While Granger says her children were never afraid of the water and they have a pool at home, the swim team has played a crucial role for them.

“My kids were never afraid of the water as they had good swimming lessons at a very young age and we have a pool at home, but swim team helped them learn proper technique for several different strokes.  This year, my oldest became a lifeguard.  I attribute his strong swimming and comfort in the water to his time on swim team,” Granger says.

In addition to the many health benefits and the future of safety in the water, Gentry points to the very important but intangible benefits as well. “Kids who swim regularly experience less tension, depression and anger,” she says.

While all aerobic exercise can relieve depression, there is actually something about swimming that seems to have an even greater impact. One sports psychologist, Aimee C. Kimball of the Center for Sports Medicine at the University of Pittsburg is quoted as saying there’s a lot of research being done about the why and other experts, who are swimmers themselves, note some of the unique movements of swim that could be the “why” for its efficacy in mental health improvement. 

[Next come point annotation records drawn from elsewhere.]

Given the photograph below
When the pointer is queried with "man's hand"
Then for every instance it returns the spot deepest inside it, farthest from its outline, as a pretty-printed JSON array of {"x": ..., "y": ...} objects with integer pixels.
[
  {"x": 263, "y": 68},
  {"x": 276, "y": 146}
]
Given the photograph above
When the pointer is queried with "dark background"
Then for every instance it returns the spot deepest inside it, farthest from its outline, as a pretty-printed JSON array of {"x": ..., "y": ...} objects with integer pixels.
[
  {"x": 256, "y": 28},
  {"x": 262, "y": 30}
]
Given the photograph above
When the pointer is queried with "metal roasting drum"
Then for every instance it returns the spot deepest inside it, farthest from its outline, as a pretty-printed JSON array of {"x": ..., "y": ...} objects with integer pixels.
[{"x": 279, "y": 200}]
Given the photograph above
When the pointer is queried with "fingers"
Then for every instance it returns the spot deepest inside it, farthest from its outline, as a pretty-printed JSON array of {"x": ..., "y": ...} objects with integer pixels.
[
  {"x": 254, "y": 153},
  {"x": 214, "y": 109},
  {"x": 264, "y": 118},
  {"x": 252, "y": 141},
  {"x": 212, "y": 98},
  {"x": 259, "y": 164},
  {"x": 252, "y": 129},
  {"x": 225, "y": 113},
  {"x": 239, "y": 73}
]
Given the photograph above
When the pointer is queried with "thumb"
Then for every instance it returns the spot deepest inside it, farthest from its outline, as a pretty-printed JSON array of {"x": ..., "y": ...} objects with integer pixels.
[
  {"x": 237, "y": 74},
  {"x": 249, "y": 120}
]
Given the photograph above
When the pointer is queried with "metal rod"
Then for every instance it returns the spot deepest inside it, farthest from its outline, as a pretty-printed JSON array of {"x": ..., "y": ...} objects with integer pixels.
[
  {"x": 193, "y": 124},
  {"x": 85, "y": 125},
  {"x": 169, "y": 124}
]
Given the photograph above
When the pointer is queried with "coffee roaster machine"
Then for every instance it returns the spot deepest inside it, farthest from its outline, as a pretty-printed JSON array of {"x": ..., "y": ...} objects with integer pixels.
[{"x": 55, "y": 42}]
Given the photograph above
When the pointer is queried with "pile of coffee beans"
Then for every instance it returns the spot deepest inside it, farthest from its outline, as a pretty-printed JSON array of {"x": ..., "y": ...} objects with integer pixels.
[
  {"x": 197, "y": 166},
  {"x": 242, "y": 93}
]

Combine the repetitive nature of swimming with a kind of built-in mantra of slow counting laps as well as the alternating stretching and relaxation of skeletal muscles while deep-breathing in a rhythmic pattern and you have a recipe that works. (And is similar to other stress-reducing activities like yoga.)

But, like the competition angel of swimming that has two sides, NIA’s very existence is two sided— both to individuals and the community.

“The swim team is a great asset to the community.  It builds healthy kids and encourages them to be part of a team.  We have to get the community leaders to embrace the swim team,” Granger says. “Right now, we have to pay for the use of the pool, which is sub par. I’d like to see us have a year round swim team in an indoor pool. Right now, if one of our kids wants to swim year round on a team, he or she has to travel to Lafayette. Let’s keep it in New Iberia.”

Each year the group has a swim fundraiser to help defray costs. “We do have a lap-a-thon fundraiser to help raise money to pay the city for pool time,” Gentry says. “The downside of NIA is that NIA does not have the facilities to host a meet or provide a place for our summer swimmers that go on to join swim team like NISH and Westgate and Catholic High schools. They have to drive to Lafayette and utilize their pool facilities when the high school swimming season begins.”